I concluded in a recent blog entry "Do We Need Primary Storage Deduplication?" about how primary storage deduplication can bring significant value to the data center, and it is becoming a must for suppliers to provide. In our own testing on two different deduplication platforms, we are seeing an almost 70 percent reduction of capacity requirements on real world data sets.
Over the next couple of months we will be profiling companies that are offering primary storage deduplication. The players in this market range from companies offering deduplication as a module that storage manufacturers can integrate into their platforms to companies providing complete storage systems where deduplication just happens to be one of the capabilities and deduplication companies that offer complete storage system capabilities (meaning that deduplication is their lead). Our first company to be profiled, GreenBytes, falls in between those last two categories. Deduplication gets a lot of attention for them, but other capabilities make the unit compelling, as well.
GreenBytes, founded in 2007, is an OpenSolaris-based storage appliance. They are not using ZFS's deduplication capabilities; instead, they have developed their own technology and have been shipping long before ZFS added deduplication to its feature set. The majority of the GreenBytes IP is not dependent on OpenSolaris, and they are not as susceptible as others to changes that Oracle could bring to the OpenSolaris community. GreenBytes IP manifests itself in its GB-X series, a high performance, SSD accelerated, inline deduplication storage system. It can provide both file services (CIFS and NFS) as well as block (via iSCSI) storage.

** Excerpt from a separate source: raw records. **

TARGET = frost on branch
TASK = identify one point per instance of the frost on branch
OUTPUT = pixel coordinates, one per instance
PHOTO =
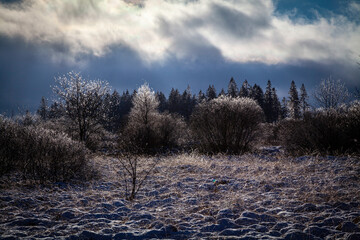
(83, 101)
(149, 130)
(331, 93)
(226, 124)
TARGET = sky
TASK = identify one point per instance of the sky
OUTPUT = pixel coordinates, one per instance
(175, 43)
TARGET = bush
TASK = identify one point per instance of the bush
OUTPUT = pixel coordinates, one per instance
(163, 131)
(97, 137)
(226, 124)
(330, 131)
(40, 154)
(147, 130)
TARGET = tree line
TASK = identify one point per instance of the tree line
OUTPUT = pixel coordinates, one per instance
(113, 108)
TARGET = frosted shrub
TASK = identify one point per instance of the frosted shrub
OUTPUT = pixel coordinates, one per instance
(148, 130)
(226, 124)
(325, 131)
(83, 102)
(40, 154)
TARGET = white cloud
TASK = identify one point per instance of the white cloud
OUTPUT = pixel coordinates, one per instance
(239, 30)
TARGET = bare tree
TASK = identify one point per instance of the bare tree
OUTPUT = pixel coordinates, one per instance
(331, 93)
(135, 170)
(82, 100)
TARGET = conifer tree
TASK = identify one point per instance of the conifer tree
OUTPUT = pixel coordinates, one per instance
(257, 94)
(245, 89)
(294, 103)
(232, 88)
(174, 101)
(284, 108)
(200, 97)
(304, 105)
(43, 110)
(268, 102)
(222, 92)
(276, 112)
(162, 101)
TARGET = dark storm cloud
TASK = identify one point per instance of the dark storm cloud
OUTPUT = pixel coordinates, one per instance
(239, 23)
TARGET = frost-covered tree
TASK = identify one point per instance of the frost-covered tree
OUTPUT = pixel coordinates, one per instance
(200, 97)
(187, 103)
(304, 105)
(174, 101)
(284, 108)
(245, 89)
(162, 101)
(226, 124)
(232, 88)
(294, 103)
(276, 112)
(257, 94)
(43, 110)
(268, 102)
(147, 130)
(82, 100)
(145, 106)
(222, 92)
(331, 93)
(142, 117)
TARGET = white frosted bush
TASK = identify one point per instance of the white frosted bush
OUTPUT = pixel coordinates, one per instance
(226, 124)
(40, 154)
(147, 129)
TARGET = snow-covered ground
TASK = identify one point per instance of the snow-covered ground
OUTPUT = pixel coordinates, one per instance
(255, 196)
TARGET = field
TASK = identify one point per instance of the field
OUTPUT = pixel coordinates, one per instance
(263, 195)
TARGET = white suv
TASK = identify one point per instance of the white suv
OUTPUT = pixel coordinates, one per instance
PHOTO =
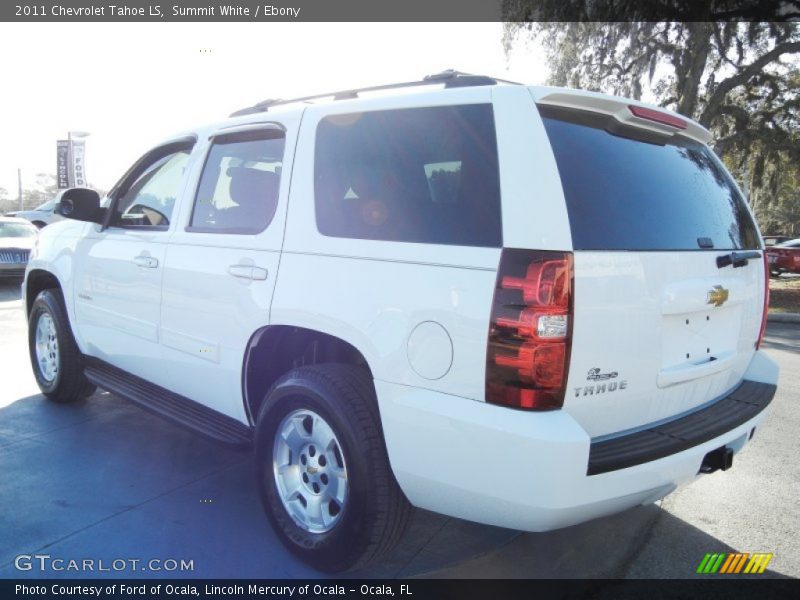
(522, 306)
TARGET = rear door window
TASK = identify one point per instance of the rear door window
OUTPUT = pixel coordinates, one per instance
(427, 175)
(627, 193)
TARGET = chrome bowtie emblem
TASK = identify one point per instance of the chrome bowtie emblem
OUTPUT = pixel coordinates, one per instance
(717, 296)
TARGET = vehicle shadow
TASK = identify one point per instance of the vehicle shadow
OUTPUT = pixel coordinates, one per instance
(783, 336)
(103, 479)
(622, 546)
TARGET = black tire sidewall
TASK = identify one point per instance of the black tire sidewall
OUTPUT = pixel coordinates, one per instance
(45, 304)
(339, 548)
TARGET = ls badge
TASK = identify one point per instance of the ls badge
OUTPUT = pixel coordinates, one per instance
(717, 296)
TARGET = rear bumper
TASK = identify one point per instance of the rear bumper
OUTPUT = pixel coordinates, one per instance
(525, 470)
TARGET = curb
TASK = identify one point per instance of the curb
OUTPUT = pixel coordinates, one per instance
(783, 317)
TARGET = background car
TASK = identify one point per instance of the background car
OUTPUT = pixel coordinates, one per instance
(40, 216)
(17, 237)
(784, 257)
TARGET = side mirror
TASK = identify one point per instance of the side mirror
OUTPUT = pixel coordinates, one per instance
(81, 204)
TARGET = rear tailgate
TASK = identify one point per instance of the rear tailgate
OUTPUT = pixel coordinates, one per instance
(660, 328)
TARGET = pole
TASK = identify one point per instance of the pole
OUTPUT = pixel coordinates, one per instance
(70, 171)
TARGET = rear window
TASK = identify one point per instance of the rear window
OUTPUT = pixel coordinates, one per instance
(624, 193)
(426, 175)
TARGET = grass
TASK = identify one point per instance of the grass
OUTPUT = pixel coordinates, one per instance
(784, 294)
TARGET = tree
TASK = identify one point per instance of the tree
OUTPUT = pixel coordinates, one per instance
(741, 80)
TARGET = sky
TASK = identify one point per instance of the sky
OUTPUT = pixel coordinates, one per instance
(131, 85)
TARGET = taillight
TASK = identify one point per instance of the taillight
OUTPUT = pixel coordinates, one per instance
(530, 330)
(766, 303)
(657, 116)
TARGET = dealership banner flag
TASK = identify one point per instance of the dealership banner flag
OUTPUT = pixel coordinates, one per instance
(78, 166)
(62, 164)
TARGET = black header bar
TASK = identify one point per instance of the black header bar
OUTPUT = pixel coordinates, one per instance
(397, 10)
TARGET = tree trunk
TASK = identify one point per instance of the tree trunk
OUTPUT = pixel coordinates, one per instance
(692, 65)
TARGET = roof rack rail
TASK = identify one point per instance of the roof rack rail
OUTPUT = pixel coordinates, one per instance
(450, 79)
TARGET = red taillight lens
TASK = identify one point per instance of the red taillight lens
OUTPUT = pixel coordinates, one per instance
(530, 331)
(657, 116)
(766, 303)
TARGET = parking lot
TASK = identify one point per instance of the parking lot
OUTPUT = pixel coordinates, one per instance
(102, 479)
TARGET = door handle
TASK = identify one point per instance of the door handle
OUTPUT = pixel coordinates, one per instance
(147, 262)
(248, 272)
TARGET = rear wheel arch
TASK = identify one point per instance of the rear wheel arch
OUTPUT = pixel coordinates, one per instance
(277, 349)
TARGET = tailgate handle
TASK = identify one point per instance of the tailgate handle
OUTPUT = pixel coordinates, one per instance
(737, 259)
(687, 372)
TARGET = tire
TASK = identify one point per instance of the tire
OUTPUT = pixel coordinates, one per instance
(56, 361)
(366, 511)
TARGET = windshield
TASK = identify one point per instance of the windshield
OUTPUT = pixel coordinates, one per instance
(46, 206)
(16, 230)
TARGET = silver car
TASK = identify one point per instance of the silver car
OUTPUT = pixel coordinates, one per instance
(17, 237)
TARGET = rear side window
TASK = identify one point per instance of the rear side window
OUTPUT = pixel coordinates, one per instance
(625, 193)
(424, 175)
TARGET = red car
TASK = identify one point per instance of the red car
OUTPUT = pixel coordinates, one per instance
(784, 257)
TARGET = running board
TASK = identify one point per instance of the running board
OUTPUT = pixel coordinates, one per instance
(164, 403)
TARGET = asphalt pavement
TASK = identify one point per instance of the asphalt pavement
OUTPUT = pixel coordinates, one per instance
(102, 479)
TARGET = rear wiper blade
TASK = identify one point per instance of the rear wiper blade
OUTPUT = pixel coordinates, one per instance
(737, 259)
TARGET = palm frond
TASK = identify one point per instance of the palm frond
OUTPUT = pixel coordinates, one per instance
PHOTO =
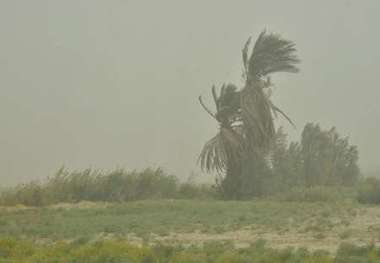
(271, 54)
(224, 150)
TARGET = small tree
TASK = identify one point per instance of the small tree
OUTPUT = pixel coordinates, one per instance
(327, 158)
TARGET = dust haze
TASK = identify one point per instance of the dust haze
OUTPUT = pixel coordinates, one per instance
(108, 84)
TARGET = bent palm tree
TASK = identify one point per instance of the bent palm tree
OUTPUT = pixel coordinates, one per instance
(246, 116)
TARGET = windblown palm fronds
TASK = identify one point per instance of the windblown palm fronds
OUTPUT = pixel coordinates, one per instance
(226, 149)
(246, 116)
(270, 54)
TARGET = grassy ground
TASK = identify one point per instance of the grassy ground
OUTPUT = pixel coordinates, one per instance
(191, 222)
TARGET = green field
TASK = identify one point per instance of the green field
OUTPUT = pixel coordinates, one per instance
(195, 224)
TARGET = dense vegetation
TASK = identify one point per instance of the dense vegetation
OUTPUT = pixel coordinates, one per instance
(114, 186)
(119, 251)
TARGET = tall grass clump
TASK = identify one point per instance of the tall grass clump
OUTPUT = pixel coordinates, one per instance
(369, 191)
(93, 185)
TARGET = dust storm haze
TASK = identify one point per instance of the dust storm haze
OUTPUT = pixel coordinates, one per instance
(108, 84)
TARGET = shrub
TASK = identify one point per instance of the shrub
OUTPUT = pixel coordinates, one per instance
(313, 194)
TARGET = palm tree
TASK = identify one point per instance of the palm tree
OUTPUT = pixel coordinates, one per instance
(246, 116)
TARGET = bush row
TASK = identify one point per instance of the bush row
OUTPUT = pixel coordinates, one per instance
(92, 185)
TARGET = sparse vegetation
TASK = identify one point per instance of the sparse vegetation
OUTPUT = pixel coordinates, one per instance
(119, 251)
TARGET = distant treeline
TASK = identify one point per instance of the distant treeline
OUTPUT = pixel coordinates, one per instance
(322, 166)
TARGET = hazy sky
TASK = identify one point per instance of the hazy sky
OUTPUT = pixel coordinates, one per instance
(114, 83)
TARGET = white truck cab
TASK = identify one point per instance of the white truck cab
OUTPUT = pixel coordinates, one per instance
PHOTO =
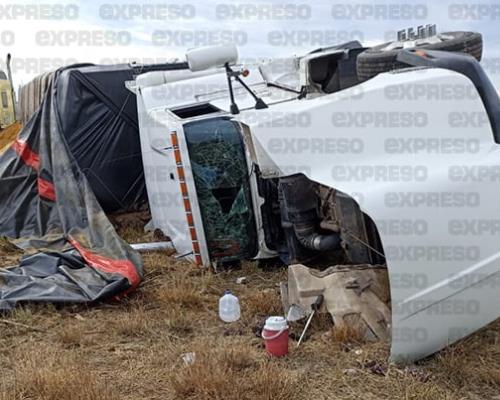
(314, 165)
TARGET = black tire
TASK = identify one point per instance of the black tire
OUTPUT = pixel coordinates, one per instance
(376, 60)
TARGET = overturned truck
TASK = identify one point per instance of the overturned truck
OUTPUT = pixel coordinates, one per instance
(345, 156)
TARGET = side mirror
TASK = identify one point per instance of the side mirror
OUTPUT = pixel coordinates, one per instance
(203, 58)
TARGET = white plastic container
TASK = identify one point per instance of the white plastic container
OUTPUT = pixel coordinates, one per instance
(229, 307)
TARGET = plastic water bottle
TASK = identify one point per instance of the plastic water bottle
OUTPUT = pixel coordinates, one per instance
(229, 307)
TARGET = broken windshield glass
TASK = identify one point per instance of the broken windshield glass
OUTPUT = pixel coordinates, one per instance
(220, 173)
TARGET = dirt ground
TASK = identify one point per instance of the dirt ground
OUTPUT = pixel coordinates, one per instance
(136, 349)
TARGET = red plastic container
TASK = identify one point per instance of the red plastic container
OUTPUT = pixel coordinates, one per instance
(275, 335)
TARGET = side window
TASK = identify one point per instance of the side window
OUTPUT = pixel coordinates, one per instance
(5, 100)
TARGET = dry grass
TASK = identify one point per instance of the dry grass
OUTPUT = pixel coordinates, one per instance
(39, 374)
(133, 350)
(234, 371)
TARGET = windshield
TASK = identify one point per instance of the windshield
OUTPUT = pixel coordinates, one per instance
(220, 172)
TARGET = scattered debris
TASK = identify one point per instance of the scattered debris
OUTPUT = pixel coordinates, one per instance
(189, 358)
(350, 371)
(315, 308)
(357, 297)
(375, 367)
(155, 246)
(20, 325)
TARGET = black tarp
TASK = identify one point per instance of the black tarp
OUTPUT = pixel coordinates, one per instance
(48, 204)
(98, 119)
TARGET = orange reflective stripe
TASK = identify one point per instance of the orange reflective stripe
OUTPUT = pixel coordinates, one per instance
(185, 196)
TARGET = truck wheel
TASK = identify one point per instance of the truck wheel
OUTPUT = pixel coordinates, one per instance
(382, 58)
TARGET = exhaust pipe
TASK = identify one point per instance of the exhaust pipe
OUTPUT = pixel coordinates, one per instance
(301, 208)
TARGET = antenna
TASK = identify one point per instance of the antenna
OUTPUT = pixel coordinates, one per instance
(259, 103)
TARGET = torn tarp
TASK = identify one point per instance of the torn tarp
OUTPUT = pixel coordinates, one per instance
(46, 203)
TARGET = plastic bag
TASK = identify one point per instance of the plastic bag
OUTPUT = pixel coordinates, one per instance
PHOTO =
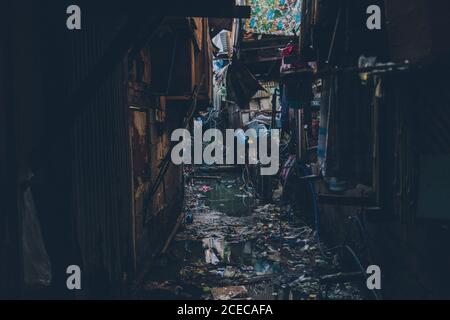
(37, 269)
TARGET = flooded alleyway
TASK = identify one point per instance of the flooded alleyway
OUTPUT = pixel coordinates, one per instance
(233, 246)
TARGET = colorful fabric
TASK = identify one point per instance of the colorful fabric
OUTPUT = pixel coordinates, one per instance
(279, 17)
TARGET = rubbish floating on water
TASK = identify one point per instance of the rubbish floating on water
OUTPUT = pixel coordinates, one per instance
(228, 293)
(264, 253)
(205, 188)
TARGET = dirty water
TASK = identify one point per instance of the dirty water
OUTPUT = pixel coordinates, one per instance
(234, 249)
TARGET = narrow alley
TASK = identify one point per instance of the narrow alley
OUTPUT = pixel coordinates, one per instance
(224, 150)
(232, 246)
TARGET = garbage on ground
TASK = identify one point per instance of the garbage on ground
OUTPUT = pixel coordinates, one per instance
(265, 253)
(228, 293)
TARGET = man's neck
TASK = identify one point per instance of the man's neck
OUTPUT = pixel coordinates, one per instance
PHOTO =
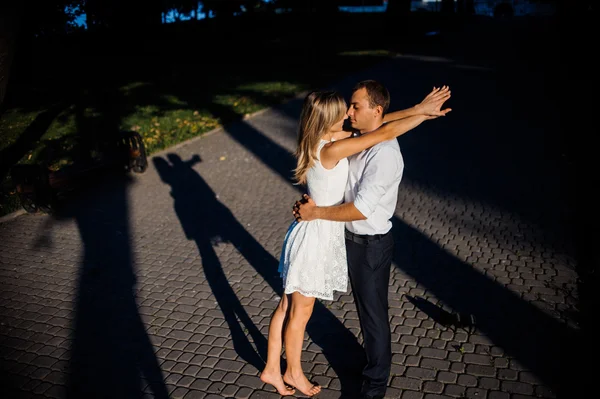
(376, 125)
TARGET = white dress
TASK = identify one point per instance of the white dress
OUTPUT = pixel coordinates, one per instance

The typical use case for the GB-X series is to start as part of a backup evaluation, then as the user experiences the capabilities and performance of the unit, they begin to examine its application in primary storage. Early implementations include hosting VMware images, and, of course, home directories. As the comfort level with the technology increases, so do the use cases.
There are three key ingredients to the GreenBytes solution. The GreenBytes File System (GBFS), the hardware platform and the management environment. The GreenBytes file system handles all the deduplication and compression inline. Inline deduplication has an advantage of never having to store redundant data. This saves on temporal capacity allocation and can improve performance by minimizing the amount of write activity. The GreenBytes solutions also leverage solid state storage to hold deduplication meta data and to act as a cache for read and write operations.